Así están la cuestión de la queja hoy, cuando uno no es hoy nadie si no queja de algo de lo que haya que quejarse oficialmente según la lista de quejas oficiales en mano. Contra el vicio de quejarse está la virtud de pedir, aunque sean peras al colmo, pero hay que hacerlo bien, bonito cuando es posible, y nada mejor para una queja donosa y hasta elegante que la lectura de los clásicos literarios, aquellos capaces de convertir la queja en suspiro y aliento que daba vida a quienes se reconocían en ella cuando leer era, en sí mismo, un acto de rebeldía. La queja no era una rabieta, sino un estado de desánimo que cualquier novela sabía exponer, tras la trama, el nudo generalmente apretado al cuello, y un desenlace en el que siempre ganaban los mismos ancestros de los de hoy. Pero se leía, y leer era quejarse en voz baja, entre líneas y dientes afilados, quejas como versos que convertían en labios las prosas. Leer, querer hacerlo, era la forma de entender la queja y hacer de ella una razón para no existir.
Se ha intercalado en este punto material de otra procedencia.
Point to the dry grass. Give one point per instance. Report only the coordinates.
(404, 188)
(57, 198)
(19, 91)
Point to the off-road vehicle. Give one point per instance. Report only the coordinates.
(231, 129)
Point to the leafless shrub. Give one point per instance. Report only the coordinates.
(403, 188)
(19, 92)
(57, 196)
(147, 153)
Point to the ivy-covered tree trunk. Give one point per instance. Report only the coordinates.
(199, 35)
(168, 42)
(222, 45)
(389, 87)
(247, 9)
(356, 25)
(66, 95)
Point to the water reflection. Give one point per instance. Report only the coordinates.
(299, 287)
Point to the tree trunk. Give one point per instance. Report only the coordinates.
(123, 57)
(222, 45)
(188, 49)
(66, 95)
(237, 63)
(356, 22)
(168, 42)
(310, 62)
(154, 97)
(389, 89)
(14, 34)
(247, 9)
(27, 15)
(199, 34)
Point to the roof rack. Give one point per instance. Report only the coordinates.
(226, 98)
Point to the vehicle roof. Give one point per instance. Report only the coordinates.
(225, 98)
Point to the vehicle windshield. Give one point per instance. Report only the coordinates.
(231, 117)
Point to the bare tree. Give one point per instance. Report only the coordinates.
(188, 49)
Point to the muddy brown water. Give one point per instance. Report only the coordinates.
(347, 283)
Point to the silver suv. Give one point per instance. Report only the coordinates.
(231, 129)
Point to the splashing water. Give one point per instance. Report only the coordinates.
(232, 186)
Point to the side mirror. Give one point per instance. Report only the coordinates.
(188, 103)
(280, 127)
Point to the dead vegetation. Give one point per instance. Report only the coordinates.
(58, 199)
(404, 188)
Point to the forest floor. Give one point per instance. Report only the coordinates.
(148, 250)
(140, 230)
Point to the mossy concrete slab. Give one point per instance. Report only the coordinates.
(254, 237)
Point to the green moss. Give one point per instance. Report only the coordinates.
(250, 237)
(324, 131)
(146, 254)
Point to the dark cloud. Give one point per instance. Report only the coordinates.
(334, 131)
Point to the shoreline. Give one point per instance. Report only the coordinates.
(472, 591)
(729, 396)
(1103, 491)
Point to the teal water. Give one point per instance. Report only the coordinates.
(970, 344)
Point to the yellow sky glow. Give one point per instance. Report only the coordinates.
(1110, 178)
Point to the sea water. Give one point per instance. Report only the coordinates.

Había quejas voluminosas y otras que no pasaban de unas pocas páginas que apenas pesaban, como el alma, quejas soeces y quejas versutas, quejas de andar por casa y quejas de echarse al monte. Se leía porque no había queja que no hubiese sido ya inventada primero, transcrita después y llorada al fin. La queja, como los muertos, viven entre esas cuatro paredes de papel porque saber cómo quejarse es cosa de tener pudor y cortesía, quejarse es no molestar al fin y al cabo que la queja, como el pecado, nació para escondida, o algo parecido decía Quevedo, el creador de la queja como género literario.

Si mañana hemos de volver a quejarnos prestemos antes oído a las quejas que nos llegan de los demás. Solo entonces comprenderemos que a la queja le ocurre lo mismo que al humor, que solo es auténtico si primero somos capaces de reírnos, o quejarnos, de nosotros mismos. Si somos capaces de reconocerlo podremos devolver la queja a su ámbito natural, el de los jubilados hablando de salud, y el de los cantaores de flamenco.